In the BCM version, she went on, e-mail messages can now be traced back to a single contact. Rules can be created that enable future messages to be added to an ongoing trace, that relates back to a given business exchange or relationship.

"Outlook with Business Contact Manager allows businesses to organize their key customer information in a single location," she said, "to manage leads and opportunities throughout the sales cycle, and to create, personalize, and track marketing campaigns in-house. It will also centralize project information and tasks to help improve organization. And because Outlook with [BCM] is completely customizable, it can meet the unique business needs of individual businesses."

BetaNews asked Quaranta if that business contacts list would remain compatible with other products and software, such as certain cell phones' import features, and relationship management databases in other CRM programs.

"In most simplistic terms, this is Outlook," she responded. "So if this is something that has been compatible with Outlook in the past, nothing should change there, and Outlook with [BCM] definitely supports offline scenarios, updating contact information on your smart phone and then syncing again when you're back in the office." However, it's not completely certain whether all third-party services, including some we mentioned for Linux, would remain compatible.
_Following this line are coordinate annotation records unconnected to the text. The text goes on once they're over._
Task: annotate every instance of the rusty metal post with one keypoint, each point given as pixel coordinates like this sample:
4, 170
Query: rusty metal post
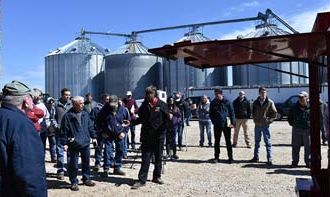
314, 88
328, 73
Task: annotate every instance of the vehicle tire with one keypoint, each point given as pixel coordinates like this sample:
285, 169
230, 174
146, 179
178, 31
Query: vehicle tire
279, 116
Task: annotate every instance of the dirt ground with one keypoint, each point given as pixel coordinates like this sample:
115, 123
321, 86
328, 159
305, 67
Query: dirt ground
194, 175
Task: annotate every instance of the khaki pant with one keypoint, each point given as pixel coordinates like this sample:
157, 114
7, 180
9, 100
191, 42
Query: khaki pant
243, 123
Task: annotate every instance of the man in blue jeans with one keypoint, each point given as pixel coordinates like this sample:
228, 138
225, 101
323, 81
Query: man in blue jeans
63, 105
203, 112
264, 113
77, 130
114, 121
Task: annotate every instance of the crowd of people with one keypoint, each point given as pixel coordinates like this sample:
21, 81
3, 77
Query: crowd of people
72, 123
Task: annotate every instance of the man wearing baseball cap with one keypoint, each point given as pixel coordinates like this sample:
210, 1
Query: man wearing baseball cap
21, 151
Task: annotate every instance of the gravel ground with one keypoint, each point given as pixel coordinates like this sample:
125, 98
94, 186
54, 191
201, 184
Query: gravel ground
194, 175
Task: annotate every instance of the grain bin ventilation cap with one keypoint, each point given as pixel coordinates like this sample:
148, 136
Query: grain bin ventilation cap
80, 45
131, 47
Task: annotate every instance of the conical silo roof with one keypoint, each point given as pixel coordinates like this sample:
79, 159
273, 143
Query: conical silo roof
80, 45
265, 30
131, 47
193, 36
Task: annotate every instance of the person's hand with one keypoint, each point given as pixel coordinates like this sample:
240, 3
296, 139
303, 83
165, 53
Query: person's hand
126, 123
105, 135
121, 135
94, 141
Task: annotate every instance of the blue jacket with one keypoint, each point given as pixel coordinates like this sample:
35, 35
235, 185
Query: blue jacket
220, 110
70, 128
106, 122
22, 157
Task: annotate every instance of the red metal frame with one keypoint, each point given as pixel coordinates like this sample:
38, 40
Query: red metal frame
307, 47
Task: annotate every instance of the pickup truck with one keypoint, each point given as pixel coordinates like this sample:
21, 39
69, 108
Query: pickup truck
284, 108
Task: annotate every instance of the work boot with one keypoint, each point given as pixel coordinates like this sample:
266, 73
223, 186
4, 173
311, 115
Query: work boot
89, 183
60, 175
138, 184
158, 181
105, 173
254, 159
119, 172
175, 157
97, 167
74, 187
269, 162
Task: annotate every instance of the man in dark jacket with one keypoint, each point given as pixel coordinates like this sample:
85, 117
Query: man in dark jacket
153, 114
184, 107
223, 118
62, 106
93, 115
298, 118
264, 113
242, 114
113, 121
22, 165
77, 130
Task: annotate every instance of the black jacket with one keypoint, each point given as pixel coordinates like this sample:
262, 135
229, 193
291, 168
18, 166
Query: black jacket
112, 124
22, 157
71, 128
153, 120
242, 108
220, 110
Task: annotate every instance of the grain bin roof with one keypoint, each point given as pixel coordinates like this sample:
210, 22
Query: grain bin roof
80, 45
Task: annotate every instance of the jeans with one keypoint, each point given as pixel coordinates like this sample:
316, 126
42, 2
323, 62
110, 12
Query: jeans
258, 131
125, 147
147, 151
170, 140
243, 123
205, 125
180, 133
98, 149
60, 155
300, 137
188, 119
132, 129
109, 159
217, 136
73, 165
52, 144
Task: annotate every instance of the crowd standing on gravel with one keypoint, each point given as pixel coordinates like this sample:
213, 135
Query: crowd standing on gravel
71, 123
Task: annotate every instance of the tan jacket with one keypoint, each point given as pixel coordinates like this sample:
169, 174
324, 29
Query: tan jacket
265, 114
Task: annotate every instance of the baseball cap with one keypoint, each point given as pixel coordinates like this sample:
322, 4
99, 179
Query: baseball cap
303, 93
17, 88
113, 100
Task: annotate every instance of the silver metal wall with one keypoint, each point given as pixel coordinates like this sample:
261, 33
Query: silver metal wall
73, 71
133, 72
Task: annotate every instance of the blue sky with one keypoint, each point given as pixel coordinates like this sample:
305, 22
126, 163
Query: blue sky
31, 29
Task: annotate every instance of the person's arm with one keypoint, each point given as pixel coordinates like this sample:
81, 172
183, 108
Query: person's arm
231, 114
65, 130
291, 116
212, 113
272, 113
91, 129
248, 108
28, 162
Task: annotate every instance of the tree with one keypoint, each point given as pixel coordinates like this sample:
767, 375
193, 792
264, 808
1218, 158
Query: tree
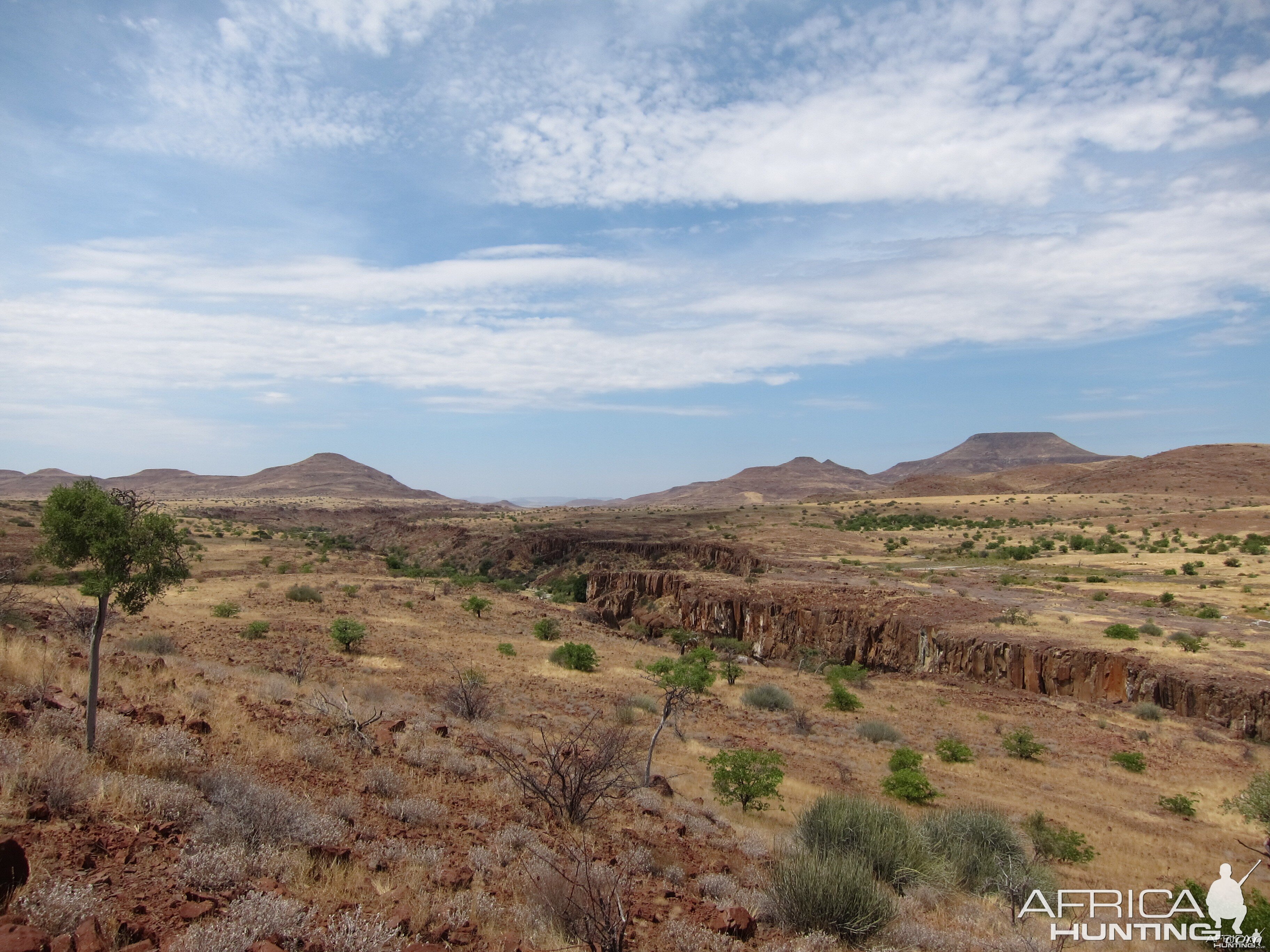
547, 630
477, 605
729, 650
347, 631
681, 681
133, 554
684, 639
747, 777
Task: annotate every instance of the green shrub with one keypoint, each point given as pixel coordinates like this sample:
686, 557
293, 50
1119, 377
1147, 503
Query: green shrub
1149, 711
832, 893
952, 751
841, 699
910, 785
905, 758
1131, 761
879, 732
227, 610
1023, 743
477, 605
547, 630
1053, 841
747, 777
256, 630
768, 697
576, 658
976, 843
1124, 633
1179, 804
874, 831
154, 645
347, 633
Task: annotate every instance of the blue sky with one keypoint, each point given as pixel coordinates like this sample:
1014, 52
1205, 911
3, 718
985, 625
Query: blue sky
600, 249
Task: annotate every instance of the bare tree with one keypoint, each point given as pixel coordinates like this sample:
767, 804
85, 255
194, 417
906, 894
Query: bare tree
343, 717
469, 696
586, 895
574, 772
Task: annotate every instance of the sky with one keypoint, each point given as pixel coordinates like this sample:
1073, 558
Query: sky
525, 248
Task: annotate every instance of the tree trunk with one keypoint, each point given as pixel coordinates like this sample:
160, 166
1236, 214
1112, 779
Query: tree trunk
94, 667
648, 767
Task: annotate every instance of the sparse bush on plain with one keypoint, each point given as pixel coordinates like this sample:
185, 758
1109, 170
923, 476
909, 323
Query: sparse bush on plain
257, 630
1149, 711
768, 697
952, 751
1055, 841
831, 891
1023, 743
879, 732
974, 842
747, 777
547, 630
576, 658
1179, 804
1132, 761
347, 633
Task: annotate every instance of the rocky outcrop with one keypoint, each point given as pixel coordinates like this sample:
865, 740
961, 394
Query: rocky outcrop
891, 631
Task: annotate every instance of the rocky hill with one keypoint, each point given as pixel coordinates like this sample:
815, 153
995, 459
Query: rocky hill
1221, 469
994, 452
321, 475
788, 483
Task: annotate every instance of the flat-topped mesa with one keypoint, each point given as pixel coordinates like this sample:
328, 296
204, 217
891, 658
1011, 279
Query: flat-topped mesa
889, 630
994, 452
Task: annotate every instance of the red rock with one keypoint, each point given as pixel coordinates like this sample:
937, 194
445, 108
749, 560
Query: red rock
23, 938
192, 911
89, 937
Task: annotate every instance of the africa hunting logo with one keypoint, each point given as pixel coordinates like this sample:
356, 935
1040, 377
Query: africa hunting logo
1098, 916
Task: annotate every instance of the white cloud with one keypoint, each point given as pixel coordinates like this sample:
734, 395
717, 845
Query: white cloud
567, 331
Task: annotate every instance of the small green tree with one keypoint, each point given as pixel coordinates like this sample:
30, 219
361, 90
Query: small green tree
1131, 761
841, 699
952, 751
347, 633
133, 555
681, 681
684, 639
747, 777
905, 760
1023, 743
1253, 803
1053, 841
547, 630
576, 658
477, 605
910, 785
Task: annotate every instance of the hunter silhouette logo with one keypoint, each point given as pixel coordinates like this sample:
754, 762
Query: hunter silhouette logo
1225, 899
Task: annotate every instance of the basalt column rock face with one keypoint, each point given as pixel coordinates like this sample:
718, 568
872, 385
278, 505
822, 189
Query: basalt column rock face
891, 631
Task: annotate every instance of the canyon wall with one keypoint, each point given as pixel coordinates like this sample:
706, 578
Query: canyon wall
892, 631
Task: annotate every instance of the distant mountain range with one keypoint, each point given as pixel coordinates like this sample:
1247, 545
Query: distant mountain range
321, 475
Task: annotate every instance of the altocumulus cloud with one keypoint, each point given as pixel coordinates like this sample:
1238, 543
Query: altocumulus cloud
559, 327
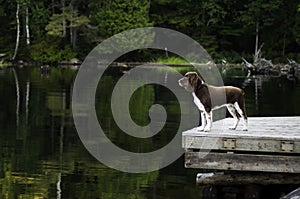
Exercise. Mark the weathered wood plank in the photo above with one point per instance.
(247, 178)
(273, 134)
(243, 162)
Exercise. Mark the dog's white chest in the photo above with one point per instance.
(198, 102)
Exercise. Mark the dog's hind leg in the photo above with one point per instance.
(232, 110)
(203, 122)
(208, 116)
(242, 113)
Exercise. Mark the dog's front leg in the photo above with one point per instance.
(203, 122)
(208, 121)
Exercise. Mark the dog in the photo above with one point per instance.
(203, 95)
This morning, Microsoft is also releasing Office Accounting 2008 as a new component under the Office umbrella banner, and endowing it with the ability to sync with Outlook BCM. This way, consultants and other small business owners can perform tasks such as billing and invoicing specific contacts from within Outlook rather than a separate program or within Office Accounting.

"The other big timesaver is the ability to track billable time in your Outlook calendar," Quaranta told us, "and then easily convert it to invoices. This is a big thing for people who are on the road, so basically you can go ahead and open up the appointment that exists in Outlook and track your billable time against that, and later invoice against it."

There will be three tiers of Accounting packages available starting today. A Standard edition with apparently minimal marketing will be sold for $99.95, with the flagship Professional edition selling for $199.95. A "Professional Plus" edition will add payroll features along with integration with eBay, and will apparently be sold to business license customers.